I love documentaries, especially if it is on a subject that I enjoy. Whether that be a nature documentary or one concerning the early twentieth century, I love the way documentaries edit, construct and tell the story using archive and new footage. When I heard that a film had been made about Donkey Kong, I was a little sceptical. I assumed that it would be a film about how Nintendo made the game and though that would have been interesting, it wouldn’t exactly keep me entertained for ninety minutes.
King of Kong is not about the creation of Donkey Kong. It is about something so much better. Rather than being about the creators of the game, it is about those who mastered or tried to master the game.
In 2005 Billy Mitchell had held the world record on Donkey Kong, amongst other games, for over two decades at 874,300. It was a record seemingly unbeatable until Steve Wiebe, a man who had been laid off and had some time on his hands, decided to give it a go.

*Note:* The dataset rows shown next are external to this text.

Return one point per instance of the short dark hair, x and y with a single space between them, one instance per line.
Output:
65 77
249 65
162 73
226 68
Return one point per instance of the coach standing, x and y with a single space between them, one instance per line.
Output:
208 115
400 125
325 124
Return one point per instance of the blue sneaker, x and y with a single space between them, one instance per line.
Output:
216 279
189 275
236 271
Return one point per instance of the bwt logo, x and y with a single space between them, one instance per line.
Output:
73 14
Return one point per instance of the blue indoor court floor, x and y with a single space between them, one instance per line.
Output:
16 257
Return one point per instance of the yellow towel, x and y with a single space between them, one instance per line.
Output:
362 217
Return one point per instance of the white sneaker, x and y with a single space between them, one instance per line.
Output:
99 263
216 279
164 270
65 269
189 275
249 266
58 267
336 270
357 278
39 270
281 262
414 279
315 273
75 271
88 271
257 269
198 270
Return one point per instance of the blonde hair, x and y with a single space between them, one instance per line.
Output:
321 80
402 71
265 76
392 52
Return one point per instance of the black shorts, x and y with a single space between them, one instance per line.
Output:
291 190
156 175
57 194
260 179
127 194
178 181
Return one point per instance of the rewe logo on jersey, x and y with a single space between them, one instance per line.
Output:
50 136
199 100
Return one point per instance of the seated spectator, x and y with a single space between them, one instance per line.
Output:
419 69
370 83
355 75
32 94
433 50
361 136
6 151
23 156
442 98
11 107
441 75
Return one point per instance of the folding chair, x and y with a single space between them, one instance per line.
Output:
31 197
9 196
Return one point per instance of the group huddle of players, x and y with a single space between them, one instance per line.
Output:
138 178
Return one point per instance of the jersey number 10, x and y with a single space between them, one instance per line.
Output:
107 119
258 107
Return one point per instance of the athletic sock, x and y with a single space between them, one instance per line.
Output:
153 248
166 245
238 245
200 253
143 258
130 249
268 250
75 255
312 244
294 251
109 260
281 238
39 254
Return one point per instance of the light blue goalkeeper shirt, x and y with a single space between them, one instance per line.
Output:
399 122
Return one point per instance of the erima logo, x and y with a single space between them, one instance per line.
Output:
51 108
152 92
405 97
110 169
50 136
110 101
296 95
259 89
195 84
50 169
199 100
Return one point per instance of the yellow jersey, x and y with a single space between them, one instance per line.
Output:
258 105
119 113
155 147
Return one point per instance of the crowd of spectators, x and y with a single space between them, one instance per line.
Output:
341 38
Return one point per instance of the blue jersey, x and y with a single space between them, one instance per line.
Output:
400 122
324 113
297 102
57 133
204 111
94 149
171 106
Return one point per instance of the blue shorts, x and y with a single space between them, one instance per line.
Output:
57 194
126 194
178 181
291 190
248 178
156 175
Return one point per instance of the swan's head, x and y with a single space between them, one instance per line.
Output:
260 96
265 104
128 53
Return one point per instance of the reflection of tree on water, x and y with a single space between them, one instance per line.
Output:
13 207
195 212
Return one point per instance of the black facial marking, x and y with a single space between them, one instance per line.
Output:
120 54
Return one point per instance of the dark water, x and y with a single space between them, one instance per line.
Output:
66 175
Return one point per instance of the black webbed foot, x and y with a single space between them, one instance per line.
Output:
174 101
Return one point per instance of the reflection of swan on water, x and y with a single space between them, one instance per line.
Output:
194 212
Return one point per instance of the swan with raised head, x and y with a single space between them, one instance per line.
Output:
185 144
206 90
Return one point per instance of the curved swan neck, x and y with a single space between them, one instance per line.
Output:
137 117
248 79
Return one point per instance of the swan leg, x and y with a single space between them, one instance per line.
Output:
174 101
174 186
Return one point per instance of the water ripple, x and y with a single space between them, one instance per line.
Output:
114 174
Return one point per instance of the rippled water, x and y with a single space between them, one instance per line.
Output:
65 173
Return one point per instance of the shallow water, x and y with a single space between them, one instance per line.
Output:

The documentary follows Wiebe’s attempts to master the game and beat the record. Setting up an Arcade Cabinet in his garage he spends a considerable amount of time working out the ins and outs of the game until he has mastered it. This he does, achieving a record of 1,006,600 points which he submits to Twin Galaxies, a site dedicated to recording and verifying the authenticity of world records. Upon hearing this, Mitchell who is a thoroughly repulsive man, obsessed with his reputation and his records, sends someone to investigate Wiebe’s machine and thus has his score disqualified. Mitchell claims that the only truly authentic score is a live score and so Wiebe travels to the Funspot Arcade in New Hampshire and here not only achieves a score of 985,600 and officially crushing Mitchell’s world record, but also achieves a Kill Screen which I’m sure many of you will know is a point at which the game’s code suddenly malfunctions and glitches to the point where the screen almost falls apart. This usually happens if you go beyond a certain level (Example Level 29 on Tetris or the 22nd Stage of Donkey Kong) or if you go over a certain score level, such as 9999 etc.
Wiebe’s victory is short lived because as soon as he has achieved this score, Mitchell sends in a VHS with him achieving a score of 1,047,200 points. The footage is of a poor quality, but due to Mitchell’s reputation is it accepted as authentic.
Upon learning that the Guinness World Records wanted to publish a number of scores including Mitchell’s Donkey Kong score he travels to Florida to challenge Mitchell to a public competition. He refuses though there is a very tense scene where Billy does arrive at the Arcade where Steve is playing and stands behind him and though Steve acknowledges that he is there Billy simply walks away. It is followed by a rather odd segment where Mitchell’s insanely hot wife (Who gives all video game nerds hope) says she has never seen her husband compete in video games and then a speech by Mitchell claiming that ‘if you don’t play when you have to play… you’re really not good enough.’ During this scene you really feel for Wiebe who even admits ‘I can handle losing if he would at least compete against me’. He leaves the Arcade unable to beat Mitchell’s high score, though they declare that he has the highest ever live score recorded.
As the film ends, you really feel for Wiebe and begin to utterly hate the smugness of Mitchell. It was at that point where I would have given this film a bad review based on the fact that the film didn’t really do anything, but that’s when it hit with its perfect ending. We see Wiebe back in his garage playing and as he plays we see his high score get bigger and bigger, illustrated by a graph and then we see him beat Mitchell’s score with a new world record of 1,049,100 points. Booyah!
The King of Kong: A Fistful of Quarters is such a wonderful documentary that it is surprising that it was not nominated for the Oscar that year (Though I doubt it would have won over that year’s winner the excellent Man on Wire). What the film did was fuse a classic one on one contest with a trip down memory lane for all us gamers who grew up in the Arcade era. When I see Arcades now, they are usually filled with ‘Answer Questions for Money’ or Claw games and so to remember when I would spend all my pocket money on Streetfighter 2 or Space Harrier is great and this film made it clear just how important some games are. When people who play baseball talk about how many home runs they have hit and how important it is, this passion is exactly how gamers feel about a high score or fastest time to complete a game. Rather than make us look to be the geeks who shut ourselves in our basement (granted this is exactly what Wiebe did), but shows that we are normal people who have a passion and as one of the competitors says ‘I don’t drink, I don’t smoke, I don’t do drugs, I play videogames, which I think is far superior an addiction than any of those other ones.’ I couldn’t agree more.
10/10 One of the Best documentaries I have ever seen. Not just for videogamers, but for anyone who ever had a goal in life!